Mr Esa predicted that trade between Asia, the Middle East, Latin America and Africa could soon eclipse the trade between developed nations and emerging nations.
In 2009 China overtook the United States as the largest trading partner of the Middle East. “That trade alone is expected to be worth over $500bn in the next 15 years and last year the Asia-Middle East trade was worth over $400 billion,” he explained.
“Ten of the top 15 trading partners in Asia Pacific come from within the same region and roughly a third of the £15 trillion of world trade that takes place today is conducted between emerging and developing economies.”
He warned that these “profound trends” have far reaching implications. “Changes of this dimension will call for a response that is strategic – long term and with visionary thinking.

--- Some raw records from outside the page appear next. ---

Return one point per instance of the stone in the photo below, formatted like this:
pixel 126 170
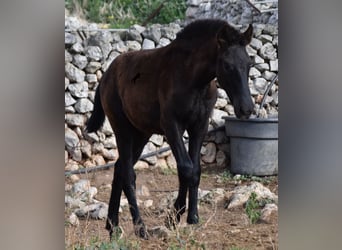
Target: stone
pixel 91 78
pixel 230 109
pixel 110 142
pixel 77 48
pixel 131 35
pixel 216 117
pixel 254 73
pixel 66 83
pixel 150 148
pixel 267 51
pixel 67 57
pixel 81 186
pixel 166 152
pixel 262 67
pixel 170 31
pixel 153 33
pixel 68 100
pixel 221 137
pixel 268 75
pixel 221 103
pixel 251 51
pixel 94 53
pixel 260 84
pixel 73 73
pixel 143 191
pixel 210 153
pixel 86 148
pixel 71 165
pixel 79 90
pixel 274 65
pixel 74 178
pixel 83 105
pixel 80 61
pixel 157 140
pixel 109 60
pixel 139 165
pixel 88 195
pixel 171 161
pixel 148 203
pixel 120 47
pixel 69 39
pixel 266 38
pixel 73 203
pixel 106 128
pixel 98 159
pixel 255 43
pixel 100 212
pixel 268 212
pixel 241 194
pixel 221 158
pixel 148 44
pixel 258 59
pixel 160 232
pixel 221 93
pixel 75 120
pixel 163 42
pixel 133 45
pixel 162 163
pixel 92 67
pixel 91 137
pixel 138 28
pixel 95 211
pixel 109 154
pixel 97 147
pixel 71 139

Companies will have to rethink every aspect of their operations, including but not limited to product portfolios, research & development, marketing, supply chain management and talent development.”
He added that emerging markets will have to become central to companies’ planning if they want to compete, but he also warned that emerging markets are much higher risk than developed markets.
“The obstacles that some of us have seen over the years could include political instability like the Arab Spring, complex regulatory procedures, language, cultural values and logistics infrastructure, which is so different in emerging economies. So a one-size-fits-all strategy does not work across the region.
“It becomes very important for companies to partner with the right service providers who are equipped to deal with these stumbling blocks. And those services providers and partners could be port operators, carriers, shipping lines, airlines, forwarders – everyone has a role to play.”
Mr Esa argued that logistics service providers and transport companies are a key component in development of international trade.
“We are a key enabler,” he said. “It is important that we continue to evolve and adapt to these changes and stay abreast of changes that are happening in infrastructure, regulation, legislation and keep our customers in the loop.
“Having a global footprint with local resources and knowledge in these countries is very important to overcome potential obstacles.
“Given the trends of this past decade one thing is clear; emerging markets are not just growing rapidly, they are finding opportunities to grow through trade and investment with each other.”
The Agility chief believes these developments present a unique opportunity in the Middle East region. “How we respond and take advantage will have a profound impact on all of our businesses in the years to come.”